Are you using positive constrained component distributions that are reasonable for the data?
How many draws did you have and what was the effective sample size? This just looks like what yo’d get from not miuch data—you’ll see this if you estimate densities from small amounts of data. Otherwise, bumps usually indicate a form of multimodality.
The posterior predictive check is really the gold standard for whether a model can fit the data. If those are fine and you’re measuring the right statistics of interest, then it should be fine.
Thank you so much for the response & apologies for all the questions included in my follow-up.
I am using negative binomials for the component distributions. (The data is discrete).
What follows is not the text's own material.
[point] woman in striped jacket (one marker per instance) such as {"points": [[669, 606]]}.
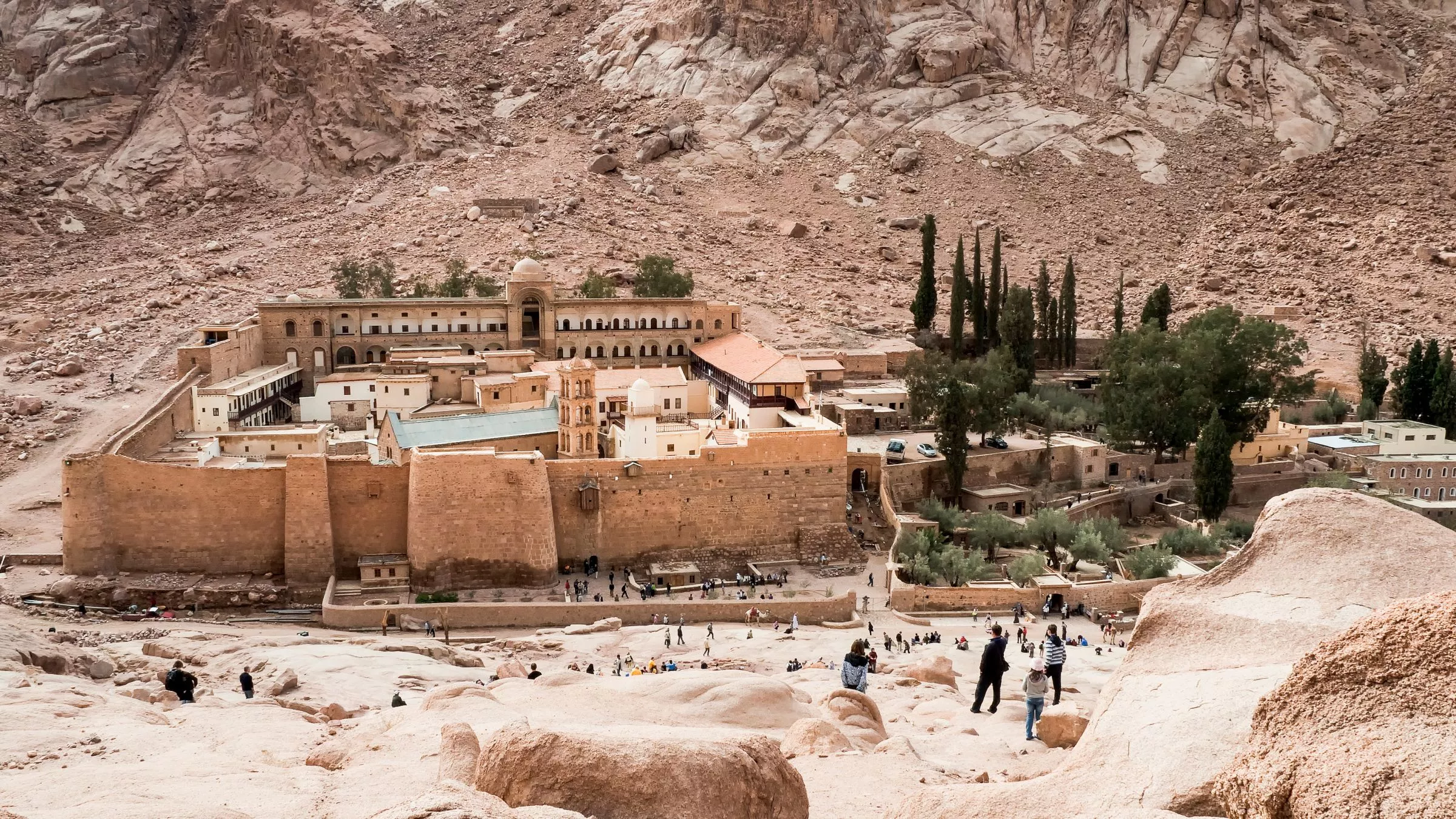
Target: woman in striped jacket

I am using a truncated normal distribution as the prior for a+b. (We have prior information from previous studies on a+b, but not the individual values. I then used a beta distribution for the prior on the proportion of a+b accounted for by a).
I have 4 chains of 10000 iterations with thinning = 5. I used the default, so the first half of the samples are dedicated to warmup. This leaves me with 4000 posterior draws. Could that be too few draws? It seems like a reasonable number to me, but I am new to Stan so maybe I am overlooking something obvious concerning the number of draws.
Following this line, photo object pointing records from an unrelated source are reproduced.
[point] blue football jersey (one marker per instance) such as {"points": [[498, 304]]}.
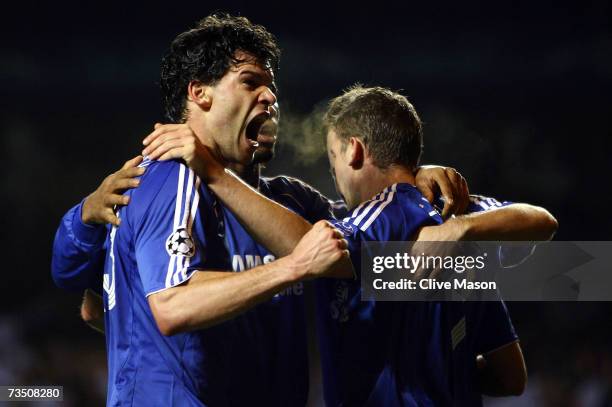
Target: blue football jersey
{"points": [[167, 233], [270, 358], [78, 254], [401, 353], [260, 357], [356, 337]]}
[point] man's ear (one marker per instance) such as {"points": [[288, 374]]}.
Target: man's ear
{"points": [[356, 151], [200, 94]]}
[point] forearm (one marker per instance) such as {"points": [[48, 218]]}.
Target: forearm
{"points": [[92, 310], [209, 298], [514, 222], [78, 252], [503, 372], [268, 222]]}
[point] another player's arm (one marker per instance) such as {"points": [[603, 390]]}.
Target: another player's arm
{"points": [[78, 248], [92, 310], [208, 298], [502, 372], [513, 222], [278, 228]]}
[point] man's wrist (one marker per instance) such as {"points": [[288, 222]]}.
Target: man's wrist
{"points": [[293, 272], [461, 227], [85, 232], [84, 212]]}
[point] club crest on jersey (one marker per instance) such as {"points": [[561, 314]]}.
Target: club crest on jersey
{"points": [[345, 227], [179, 243]]}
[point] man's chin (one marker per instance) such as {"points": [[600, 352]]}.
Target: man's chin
{"points": [[263, 155]]}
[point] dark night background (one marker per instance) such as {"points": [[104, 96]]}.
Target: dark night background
{"points": [[516, 96]]}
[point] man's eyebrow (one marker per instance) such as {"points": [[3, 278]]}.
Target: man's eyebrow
{"points": [[263, 78]]}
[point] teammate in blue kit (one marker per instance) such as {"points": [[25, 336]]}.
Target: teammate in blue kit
{"points": [[175, 243], [365, 346], [219, 79]]}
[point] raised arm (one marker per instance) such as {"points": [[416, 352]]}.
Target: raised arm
{"points": [[502, 372], [208, 298], [512, 222], [78, 248], [276, 227]]}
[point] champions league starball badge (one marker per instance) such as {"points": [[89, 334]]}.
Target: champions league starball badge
{"points": [[180, 243]]}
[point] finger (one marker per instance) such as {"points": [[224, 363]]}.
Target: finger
{"points": [[159, 130], [172, 154], [165, 147], [133, 162], [456, 180], [465, 197], [111, 200], [112, 219], [131, 172], [161, 140], [337, 234], [427, 192], [449, 198], [123, 184]]}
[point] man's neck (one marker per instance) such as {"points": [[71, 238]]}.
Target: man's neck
{"points": [[378, 179], [248, 173]]}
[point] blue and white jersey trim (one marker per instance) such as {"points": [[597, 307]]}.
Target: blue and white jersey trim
{"points": [[366, 213]]}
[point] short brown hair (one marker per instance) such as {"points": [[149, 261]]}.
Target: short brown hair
{"points": [[384, 120]]}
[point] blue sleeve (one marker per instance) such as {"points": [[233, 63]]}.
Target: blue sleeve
{"points": [[496, 329], [379, 221], [510, 255], [169, 240], [310, 203], [78, 253]]}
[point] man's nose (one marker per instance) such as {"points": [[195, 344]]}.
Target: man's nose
{"points": [[267, 97]]}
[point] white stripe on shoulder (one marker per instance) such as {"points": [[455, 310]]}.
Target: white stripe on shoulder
{"points": [[183, 223], [145, 162], [380, 208], [194, 210], [370, 204], [177, 217], [189, 214]]}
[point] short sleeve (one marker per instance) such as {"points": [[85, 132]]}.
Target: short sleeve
{"points": [[496, 329], [168, 238], [78, 253], [510, 255]]}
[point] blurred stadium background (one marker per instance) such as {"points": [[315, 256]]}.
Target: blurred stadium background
{"points": [[516, 96]]}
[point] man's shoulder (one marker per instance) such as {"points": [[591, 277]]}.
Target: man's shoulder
{"points": [[283, 185], [162, 184], [393, 214], [286, 182]]}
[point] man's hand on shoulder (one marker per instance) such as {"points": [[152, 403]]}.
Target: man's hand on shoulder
{"points": [[432, 180], [98, 207], [322, 252], [178, 141]]}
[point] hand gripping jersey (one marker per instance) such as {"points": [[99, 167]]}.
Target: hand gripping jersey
{"points": [[167, 232], [270, 355], [400, 353], [259, 358]]}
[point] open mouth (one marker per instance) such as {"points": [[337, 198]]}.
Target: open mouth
{"points": [[252, 129]]}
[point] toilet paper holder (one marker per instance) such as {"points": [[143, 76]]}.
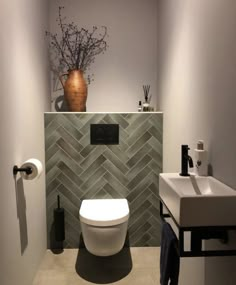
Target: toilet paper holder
{"points": [[27, 170]]}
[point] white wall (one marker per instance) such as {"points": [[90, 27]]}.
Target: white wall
{"points": [[197, 85], [24, 97], [129, 61]]}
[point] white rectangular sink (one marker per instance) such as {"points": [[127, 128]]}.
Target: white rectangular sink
{"points": [[197, 200]]}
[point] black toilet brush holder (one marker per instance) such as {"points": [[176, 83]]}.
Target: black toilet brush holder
{"points": [[59, 222]]}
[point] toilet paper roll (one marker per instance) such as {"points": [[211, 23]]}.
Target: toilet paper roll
{"points": [[36, 167]]}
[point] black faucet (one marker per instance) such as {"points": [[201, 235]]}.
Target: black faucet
{"points": [[185, 160]]}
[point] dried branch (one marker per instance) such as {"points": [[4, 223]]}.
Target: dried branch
{"points": [[77, 47]]}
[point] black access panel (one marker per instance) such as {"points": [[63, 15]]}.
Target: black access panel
{"points": [[104, 134]]}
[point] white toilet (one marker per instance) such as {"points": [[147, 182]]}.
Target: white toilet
{"points": [[104, 224]]}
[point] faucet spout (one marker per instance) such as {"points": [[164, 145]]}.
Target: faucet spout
{"points": [[186, 161]]}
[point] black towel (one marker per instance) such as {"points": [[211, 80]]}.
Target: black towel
{"points": [[169, 259]]}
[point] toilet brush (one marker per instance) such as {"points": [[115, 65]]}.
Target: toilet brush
{"points": [[59, 222]]}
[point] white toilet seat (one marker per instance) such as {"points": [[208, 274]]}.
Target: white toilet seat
{"points": [[104, 212]]}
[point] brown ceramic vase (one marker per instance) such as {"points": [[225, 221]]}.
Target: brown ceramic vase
{"points": [[75, 90]]}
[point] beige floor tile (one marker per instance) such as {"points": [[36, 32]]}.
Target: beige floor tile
{"points": [[61, 269]]}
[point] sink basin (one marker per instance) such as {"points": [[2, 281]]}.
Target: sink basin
{"points": [[198, 201]]}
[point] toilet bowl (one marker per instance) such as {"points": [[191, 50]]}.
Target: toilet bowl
{"points": [[104, 224]]}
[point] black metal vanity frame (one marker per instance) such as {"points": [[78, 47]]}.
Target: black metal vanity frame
{"points": [[197, 235]]}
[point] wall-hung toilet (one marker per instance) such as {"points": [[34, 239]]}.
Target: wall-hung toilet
{"points": [[104, 224]]}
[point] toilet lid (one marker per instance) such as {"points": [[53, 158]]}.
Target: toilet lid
{"points": [[104, 212]]}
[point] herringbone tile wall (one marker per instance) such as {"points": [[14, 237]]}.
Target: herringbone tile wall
{"points": [[78, 170]]}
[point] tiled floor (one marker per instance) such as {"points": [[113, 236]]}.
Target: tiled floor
{"points": [[136, 265]]}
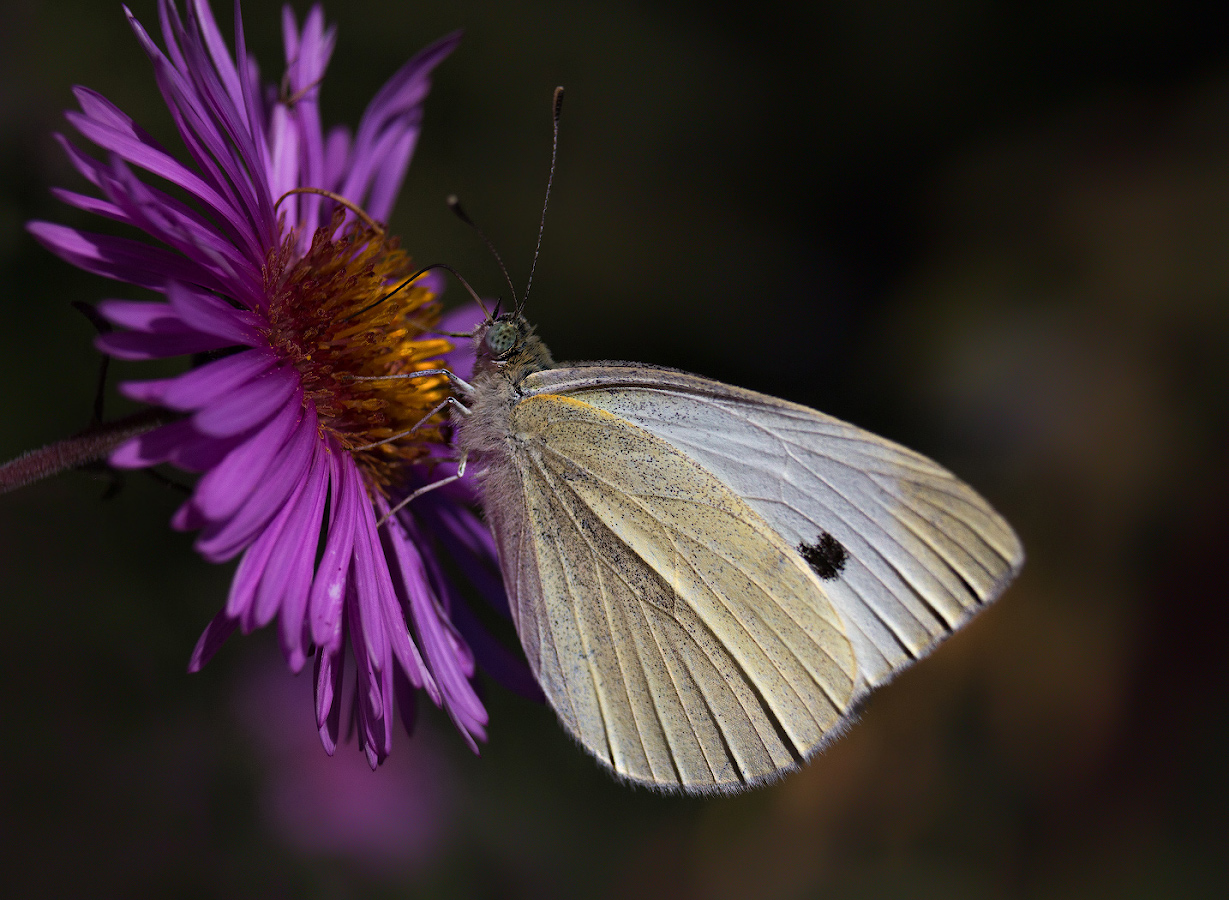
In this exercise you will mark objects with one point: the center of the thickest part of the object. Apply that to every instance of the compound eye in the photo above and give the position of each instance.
(502, 338)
The effective sample sizes are shown below:
w[1] 3880.632
w[2] 3758.774
w[3] 3693.810
w[4] 3904.761
w[5] 3850.515
w[6] 4173.410
w[7] 3705.880
w[8] 3956.897
w[9] 4016.341
w[10] 3834.332
w[11] 3975.094
b 3506.461
a 3950.396
To me, the effective sample sizes didn’t raise any red flags as they are all near the 4000 mark. Am I missing something here?
Yes, I am concerned about multimodality. It seems like multimodality would be a sign of label switching, but again, I do not think that is the problem here as I have enforced an order on the means of the component distributions. I did not think it was necessary to enforce order on both weights and means to prevent label switching. Structural non-identifiability or partial-identifiability due to the data set used would be the other culprits for multimodality, right?
I have included the pairs plot for a and b in case that is relevant.
Thanks for the reassurance regarding the posterior predictive check! All of my posterior predictive p-values sit in the 0.4-0.6 range, and histograms of predicted values display the same patterns as observed data.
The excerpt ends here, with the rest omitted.